As the promotional war raged in the wireless industry, Verizon largely stayed out of the fray. But not anymore.
On Monday, the nation's largest carrier -- and sixth-largest advertiser -- admitted the competitive pressures of the holiday season are eroding profits. "The company expects that the fourth-quarter impacts of its promotional offers, together with the strong customer volumes this quarter, will put short-term pressure on its wireless segment [earnings]," the company said in a filing.
Verizon did note an acceleration in subscriber upgrade to 4G plans and an uptick in its Edge installment plan. Yet as more subscribers gravitate toward discounted phone offerings it will lead to slimmer margins "in this highly competitive and promotion-filled fourth quarter," the company noted.

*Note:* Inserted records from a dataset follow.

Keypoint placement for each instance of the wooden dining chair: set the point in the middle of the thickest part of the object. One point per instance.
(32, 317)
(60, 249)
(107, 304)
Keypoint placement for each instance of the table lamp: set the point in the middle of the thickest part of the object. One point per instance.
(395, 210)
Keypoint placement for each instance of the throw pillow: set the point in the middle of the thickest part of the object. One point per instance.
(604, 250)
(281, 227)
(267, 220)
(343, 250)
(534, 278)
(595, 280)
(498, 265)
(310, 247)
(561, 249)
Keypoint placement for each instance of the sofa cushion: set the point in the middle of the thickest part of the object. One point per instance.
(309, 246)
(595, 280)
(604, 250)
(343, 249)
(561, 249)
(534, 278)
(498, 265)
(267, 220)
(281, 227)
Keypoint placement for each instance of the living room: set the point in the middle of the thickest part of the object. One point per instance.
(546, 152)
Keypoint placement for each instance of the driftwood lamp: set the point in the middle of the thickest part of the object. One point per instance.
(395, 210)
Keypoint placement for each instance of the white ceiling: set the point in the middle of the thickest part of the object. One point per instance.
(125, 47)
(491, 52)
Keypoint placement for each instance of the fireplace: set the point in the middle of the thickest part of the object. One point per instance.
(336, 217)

The admission is telling. Over the past year, T-Mobile assaulted the larger carriers with deals designed to steal customers. Sprint is piling on too, with new ads promoting its family plan, and AT&T has responded with counter-offers. Now it looks like Verizon is starting to crack. The carrier announced a rare data discount and made a significant investment in holiday promotions, particularly around retail.
In the last quarter, Verizon added 1.5 million postpaid subscribers and total revenue of $21.8 billion, but its earnings per share fell short of Wall Street expectations.